# DSC 40B: Graph Search Algorithms
Daniel Lee, Udaikaran Singh, and Justin Eldridge

In this notebook, we will get practice with the two graph search algorithms covered in class: Breadth-First Search (BFS) and Depth-First Search (DFS). First, the usual imports:

In [1]:
import collections

import pandas as pd
import numpy as np
import matplotlib.pyplot as plt
import ipywidgets as widgets

The following module contains helper functions used to load data and make plots. Have a look through this file if you are interested to see how these things are done.

In [2]:
import demo

We will be using a "dict-of-dicts" graph representation, implemented in the `dsc40graph` module. Take a look at this file if you are interested in knowing more about how the graph data structure is implemented.

In [3]:
from dsc40graph import UndirectedGraph, DirectedGraph

## Flight Graph

Consider the graph of domestic flights. Each node in the graph is an airport, and there is an edge between two airports if there is a direct flight between them. In this section, we will generate such a graph and apply BFS and DFS towards analyzing it.

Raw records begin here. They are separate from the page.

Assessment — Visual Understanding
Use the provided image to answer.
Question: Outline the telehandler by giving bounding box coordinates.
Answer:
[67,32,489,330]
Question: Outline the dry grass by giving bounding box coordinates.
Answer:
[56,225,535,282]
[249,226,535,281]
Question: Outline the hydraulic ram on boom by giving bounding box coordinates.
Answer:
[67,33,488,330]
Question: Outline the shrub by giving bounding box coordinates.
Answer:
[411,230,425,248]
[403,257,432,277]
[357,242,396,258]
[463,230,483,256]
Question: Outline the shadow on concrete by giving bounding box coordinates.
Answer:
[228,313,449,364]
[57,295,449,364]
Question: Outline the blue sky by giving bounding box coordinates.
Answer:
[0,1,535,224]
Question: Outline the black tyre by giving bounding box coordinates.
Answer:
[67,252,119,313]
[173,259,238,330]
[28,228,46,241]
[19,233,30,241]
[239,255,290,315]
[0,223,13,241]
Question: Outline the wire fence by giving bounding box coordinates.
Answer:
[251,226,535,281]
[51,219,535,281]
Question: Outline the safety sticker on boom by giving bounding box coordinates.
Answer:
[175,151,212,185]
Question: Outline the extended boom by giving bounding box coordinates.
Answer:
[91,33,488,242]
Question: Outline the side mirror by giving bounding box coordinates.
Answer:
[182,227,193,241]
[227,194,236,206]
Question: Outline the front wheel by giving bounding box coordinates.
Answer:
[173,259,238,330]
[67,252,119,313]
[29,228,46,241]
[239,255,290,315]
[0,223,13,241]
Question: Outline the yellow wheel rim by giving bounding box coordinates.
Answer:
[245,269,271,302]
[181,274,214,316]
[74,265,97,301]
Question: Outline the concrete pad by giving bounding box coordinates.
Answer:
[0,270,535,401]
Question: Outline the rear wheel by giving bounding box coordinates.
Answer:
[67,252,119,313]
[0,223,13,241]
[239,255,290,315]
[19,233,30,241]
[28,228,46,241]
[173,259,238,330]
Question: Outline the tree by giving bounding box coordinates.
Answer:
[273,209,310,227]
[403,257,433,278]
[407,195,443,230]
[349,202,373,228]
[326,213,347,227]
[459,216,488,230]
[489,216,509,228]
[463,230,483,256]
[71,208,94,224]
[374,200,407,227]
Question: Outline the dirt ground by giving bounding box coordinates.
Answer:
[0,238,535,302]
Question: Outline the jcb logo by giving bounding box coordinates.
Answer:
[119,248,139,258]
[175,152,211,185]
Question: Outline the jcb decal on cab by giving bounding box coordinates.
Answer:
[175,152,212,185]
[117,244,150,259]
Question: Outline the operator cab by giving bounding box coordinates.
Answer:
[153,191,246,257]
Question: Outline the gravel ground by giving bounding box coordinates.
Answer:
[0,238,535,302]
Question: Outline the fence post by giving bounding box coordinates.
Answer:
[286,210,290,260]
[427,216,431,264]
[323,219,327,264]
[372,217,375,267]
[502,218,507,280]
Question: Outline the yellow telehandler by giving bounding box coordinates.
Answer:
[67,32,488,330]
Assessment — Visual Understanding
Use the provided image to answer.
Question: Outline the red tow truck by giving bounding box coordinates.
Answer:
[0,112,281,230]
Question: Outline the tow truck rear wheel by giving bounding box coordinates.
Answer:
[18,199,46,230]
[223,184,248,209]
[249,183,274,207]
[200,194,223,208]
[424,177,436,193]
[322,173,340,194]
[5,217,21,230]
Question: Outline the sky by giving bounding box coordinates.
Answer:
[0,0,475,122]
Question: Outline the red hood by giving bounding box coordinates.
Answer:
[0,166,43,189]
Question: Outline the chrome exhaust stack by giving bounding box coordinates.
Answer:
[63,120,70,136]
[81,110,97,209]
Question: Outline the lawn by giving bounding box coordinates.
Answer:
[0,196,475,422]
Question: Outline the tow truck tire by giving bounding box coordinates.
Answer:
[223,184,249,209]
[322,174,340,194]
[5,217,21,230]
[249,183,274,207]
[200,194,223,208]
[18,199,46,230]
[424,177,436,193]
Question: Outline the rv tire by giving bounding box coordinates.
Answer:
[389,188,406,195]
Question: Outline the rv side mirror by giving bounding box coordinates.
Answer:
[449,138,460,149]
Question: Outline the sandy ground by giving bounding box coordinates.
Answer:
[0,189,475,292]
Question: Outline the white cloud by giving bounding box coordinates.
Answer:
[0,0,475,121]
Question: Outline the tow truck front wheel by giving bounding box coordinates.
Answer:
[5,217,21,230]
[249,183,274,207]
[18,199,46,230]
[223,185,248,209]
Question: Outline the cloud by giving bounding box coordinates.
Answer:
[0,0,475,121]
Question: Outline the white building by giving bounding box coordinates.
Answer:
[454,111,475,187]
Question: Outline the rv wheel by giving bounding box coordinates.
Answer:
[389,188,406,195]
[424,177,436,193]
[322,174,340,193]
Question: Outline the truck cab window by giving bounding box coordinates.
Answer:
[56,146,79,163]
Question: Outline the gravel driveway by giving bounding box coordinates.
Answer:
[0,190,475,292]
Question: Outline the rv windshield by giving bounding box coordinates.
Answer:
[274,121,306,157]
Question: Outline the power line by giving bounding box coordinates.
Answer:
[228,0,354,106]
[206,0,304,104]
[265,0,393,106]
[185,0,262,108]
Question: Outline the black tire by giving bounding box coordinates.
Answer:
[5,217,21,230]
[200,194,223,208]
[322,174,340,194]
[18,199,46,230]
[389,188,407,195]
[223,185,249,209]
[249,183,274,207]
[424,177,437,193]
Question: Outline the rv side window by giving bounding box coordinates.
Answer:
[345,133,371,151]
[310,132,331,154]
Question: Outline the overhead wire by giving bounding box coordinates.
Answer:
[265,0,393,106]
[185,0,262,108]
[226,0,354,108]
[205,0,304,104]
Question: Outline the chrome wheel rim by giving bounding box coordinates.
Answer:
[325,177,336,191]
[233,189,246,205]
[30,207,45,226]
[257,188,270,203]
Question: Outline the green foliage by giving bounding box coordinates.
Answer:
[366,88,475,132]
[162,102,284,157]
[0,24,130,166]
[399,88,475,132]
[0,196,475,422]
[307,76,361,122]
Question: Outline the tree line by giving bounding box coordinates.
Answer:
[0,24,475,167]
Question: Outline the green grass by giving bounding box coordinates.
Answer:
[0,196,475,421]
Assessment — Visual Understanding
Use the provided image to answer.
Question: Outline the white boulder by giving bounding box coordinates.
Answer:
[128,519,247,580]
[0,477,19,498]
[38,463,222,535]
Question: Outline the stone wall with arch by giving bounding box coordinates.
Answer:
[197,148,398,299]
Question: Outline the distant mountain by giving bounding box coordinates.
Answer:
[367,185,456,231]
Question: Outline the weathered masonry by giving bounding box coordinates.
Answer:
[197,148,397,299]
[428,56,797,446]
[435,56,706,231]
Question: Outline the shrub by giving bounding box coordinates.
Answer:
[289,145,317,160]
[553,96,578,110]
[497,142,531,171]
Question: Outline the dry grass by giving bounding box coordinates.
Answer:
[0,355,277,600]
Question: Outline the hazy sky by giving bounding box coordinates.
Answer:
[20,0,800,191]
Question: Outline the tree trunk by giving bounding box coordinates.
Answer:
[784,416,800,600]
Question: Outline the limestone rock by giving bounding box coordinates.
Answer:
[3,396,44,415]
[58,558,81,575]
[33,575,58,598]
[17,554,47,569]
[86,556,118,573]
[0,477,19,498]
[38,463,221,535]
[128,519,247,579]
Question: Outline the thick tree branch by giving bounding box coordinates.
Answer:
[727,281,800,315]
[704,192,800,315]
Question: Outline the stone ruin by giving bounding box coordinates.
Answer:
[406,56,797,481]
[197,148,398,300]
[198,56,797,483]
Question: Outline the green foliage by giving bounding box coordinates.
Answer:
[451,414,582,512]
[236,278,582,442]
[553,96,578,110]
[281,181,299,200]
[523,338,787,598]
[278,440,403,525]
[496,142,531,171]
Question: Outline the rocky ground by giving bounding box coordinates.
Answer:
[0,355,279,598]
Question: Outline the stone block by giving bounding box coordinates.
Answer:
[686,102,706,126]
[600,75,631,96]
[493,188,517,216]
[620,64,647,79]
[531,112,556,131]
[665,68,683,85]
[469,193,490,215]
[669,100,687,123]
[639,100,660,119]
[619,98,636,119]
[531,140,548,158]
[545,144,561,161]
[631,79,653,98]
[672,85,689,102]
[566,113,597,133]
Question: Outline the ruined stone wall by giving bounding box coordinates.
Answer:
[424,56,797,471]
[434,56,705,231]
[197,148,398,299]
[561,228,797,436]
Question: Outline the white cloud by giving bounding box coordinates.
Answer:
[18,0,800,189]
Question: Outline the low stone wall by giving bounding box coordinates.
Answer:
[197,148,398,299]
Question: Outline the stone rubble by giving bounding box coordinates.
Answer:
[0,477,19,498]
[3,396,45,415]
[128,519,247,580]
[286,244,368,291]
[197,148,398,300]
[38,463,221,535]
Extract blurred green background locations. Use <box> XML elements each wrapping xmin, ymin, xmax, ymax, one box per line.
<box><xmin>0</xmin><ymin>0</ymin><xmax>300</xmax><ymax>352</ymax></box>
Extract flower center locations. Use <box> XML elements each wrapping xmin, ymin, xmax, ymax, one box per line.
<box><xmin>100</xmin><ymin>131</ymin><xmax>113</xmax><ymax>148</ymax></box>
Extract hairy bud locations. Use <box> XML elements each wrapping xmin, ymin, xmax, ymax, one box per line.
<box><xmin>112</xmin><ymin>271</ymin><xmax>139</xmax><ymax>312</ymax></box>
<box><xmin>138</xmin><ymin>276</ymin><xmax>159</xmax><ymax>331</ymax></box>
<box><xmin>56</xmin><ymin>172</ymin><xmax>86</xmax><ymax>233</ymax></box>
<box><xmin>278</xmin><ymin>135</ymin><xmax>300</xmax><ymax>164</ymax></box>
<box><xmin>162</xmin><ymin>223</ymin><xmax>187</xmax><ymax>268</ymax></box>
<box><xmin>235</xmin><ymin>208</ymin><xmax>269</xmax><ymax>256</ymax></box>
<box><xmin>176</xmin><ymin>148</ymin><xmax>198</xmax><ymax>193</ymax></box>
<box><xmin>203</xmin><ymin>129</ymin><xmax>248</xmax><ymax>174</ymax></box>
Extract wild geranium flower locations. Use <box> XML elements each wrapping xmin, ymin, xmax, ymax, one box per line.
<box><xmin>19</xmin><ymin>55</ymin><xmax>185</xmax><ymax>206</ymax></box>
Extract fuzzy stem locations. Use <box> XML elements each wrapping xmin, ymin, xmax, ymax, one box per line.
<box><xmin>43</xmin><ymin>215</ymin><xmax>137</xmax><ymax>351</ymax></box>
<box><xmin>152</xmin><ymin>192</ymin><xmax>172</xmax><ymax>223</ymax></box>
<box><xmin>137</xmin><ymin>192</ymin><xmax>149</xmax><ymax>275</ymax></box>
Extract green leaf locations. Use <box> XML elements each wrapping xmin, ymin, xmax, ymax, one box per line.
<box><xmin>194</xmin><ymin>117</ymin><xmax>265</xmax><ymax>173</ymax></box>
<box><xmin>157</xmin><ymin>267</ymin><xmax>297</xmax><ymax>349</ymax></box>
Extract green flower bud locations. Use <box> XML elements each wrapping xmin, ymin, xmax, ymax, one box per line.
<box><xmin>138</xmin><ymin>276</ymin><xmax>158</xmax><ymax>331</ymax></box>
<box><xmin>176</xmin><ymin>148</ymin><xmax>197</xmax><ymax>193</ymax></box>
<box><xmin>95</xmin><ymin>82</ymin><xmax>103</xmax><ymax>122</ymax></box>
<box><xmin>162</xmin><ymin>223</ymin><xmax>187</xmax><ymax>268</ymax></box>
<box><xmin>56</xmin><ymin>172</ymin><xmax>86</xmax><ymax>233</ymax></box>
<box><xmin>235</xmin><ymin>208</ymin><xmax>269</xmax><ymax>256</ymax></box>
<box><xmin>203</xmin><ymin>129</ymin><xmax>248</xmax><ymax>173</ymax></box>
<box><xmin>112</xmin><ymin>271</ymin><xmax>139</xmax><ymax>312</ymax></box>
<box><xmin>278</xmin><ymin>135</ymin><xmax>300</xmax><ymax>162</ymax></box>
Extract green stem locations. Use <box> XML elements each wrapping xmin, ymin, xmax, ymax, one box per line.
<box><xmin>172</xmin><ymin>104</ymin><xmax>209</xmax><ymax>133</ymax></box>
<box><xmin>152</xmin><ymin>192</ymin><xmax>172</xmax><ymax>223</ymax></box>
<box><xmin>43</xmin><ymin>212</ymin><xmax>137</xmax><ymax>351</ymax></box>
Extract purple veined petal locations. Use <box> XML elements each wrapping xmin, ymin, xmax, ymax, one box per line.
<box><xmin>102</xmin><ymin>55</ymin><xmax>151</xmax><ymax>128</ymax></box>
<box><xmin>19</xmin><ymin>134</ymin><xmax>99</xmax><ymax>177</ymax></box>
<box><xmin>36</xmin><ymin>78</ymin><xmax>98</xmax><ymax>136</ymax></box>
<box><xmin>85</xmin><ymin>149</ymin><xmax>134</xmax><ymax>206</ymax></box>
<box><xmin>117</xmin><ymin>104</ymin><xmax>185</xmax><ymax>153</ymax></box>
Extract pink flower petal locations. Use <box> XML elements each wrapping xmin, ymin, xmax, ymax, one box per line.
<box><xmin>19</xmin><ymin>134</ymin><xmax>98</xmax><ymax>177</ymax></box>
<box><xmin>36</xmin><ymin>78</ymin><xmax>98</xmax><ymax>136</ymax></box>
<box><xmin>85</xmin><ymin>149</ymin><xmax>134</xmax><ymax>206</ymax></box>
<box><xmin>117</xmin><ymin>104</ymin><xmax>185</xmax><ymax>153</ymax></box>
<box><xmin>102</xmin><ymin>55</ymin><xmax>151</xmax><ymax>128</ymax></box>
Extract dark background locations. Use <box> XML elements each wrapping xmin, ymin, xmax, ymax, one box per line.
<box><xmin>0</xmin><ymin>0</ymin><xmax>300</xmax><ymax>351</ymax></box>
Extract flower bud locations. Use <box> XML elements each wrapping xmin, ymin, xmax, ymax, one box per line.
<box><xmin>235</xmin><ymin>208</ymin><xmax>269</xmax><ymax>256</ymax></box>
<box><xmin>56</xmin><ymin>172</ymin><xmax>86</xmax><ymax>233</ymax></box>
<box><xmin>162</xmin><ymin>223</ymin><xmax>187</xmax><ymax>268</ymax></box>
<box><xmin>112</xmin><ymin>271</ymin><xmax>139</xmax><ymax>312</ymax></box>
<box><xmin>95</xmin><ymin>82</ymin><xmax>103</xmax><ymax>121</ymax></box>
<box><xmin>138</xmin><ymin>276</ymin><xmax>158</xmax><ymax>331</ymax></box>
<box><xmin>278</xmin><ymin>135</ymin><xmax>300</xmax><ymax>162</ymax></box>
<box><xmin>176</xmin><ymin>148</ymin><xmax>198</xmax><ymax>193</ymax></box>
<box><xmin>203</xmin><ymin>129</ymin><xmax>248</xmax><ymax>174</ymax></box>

To visualize the flight graph, we will use a Python package called [`folium`](https://python-visualization.github.io/folium/). Folium provides a way of quickly and easily drawing interactive maps. All of the maps below are drawn using `folium`; take a look at `demo.py` if you're interested in seeing the code that generated them!

In [4]:
import folium

We will use a randomly-generated map of flights. The following function loads this graph.

In [5]:
flight_graph = demo.load_flight_graph()

This is an undirected graph:

In [6]:
flight_graph

<dsc40graph.UndirectedGraph at 0x7f3c4d9ee0f0>

We can list all of the airports (nodes) in the graph:

In [7]:
flight_graph.nodes

dict_keys(['San Jose', 'La Jolla', 'Los Angeles', 'Boston', 'Phoenix', 'San Antonio', 'Houston', 'Dallas', 'New Orleans', 'Orlando', 'Miami', 'Jacksonville', 'Atlanta', 'Nashville', 'Charlotte', 'Chicago', 'Kansas City', 'Toronto', 'Philadelphia', 'New York', 'Denver', 'Portland', 'Seattle', 'Vancouver', 'Washington DC', 'Oklahoma City', 'Milwaukee', 'Cleveland', 'Louisville', 'St. Louis', 'Salt Lake City', 'Las Vegas', 'Boise', 'El Paso', 'Durant', 'Minneapolis'])

Apparently there is an airport in La Jolla:

In [8]:
'La Jolla' in flight_graph.nodes

True

It must be the Torrey Pines Gliderport...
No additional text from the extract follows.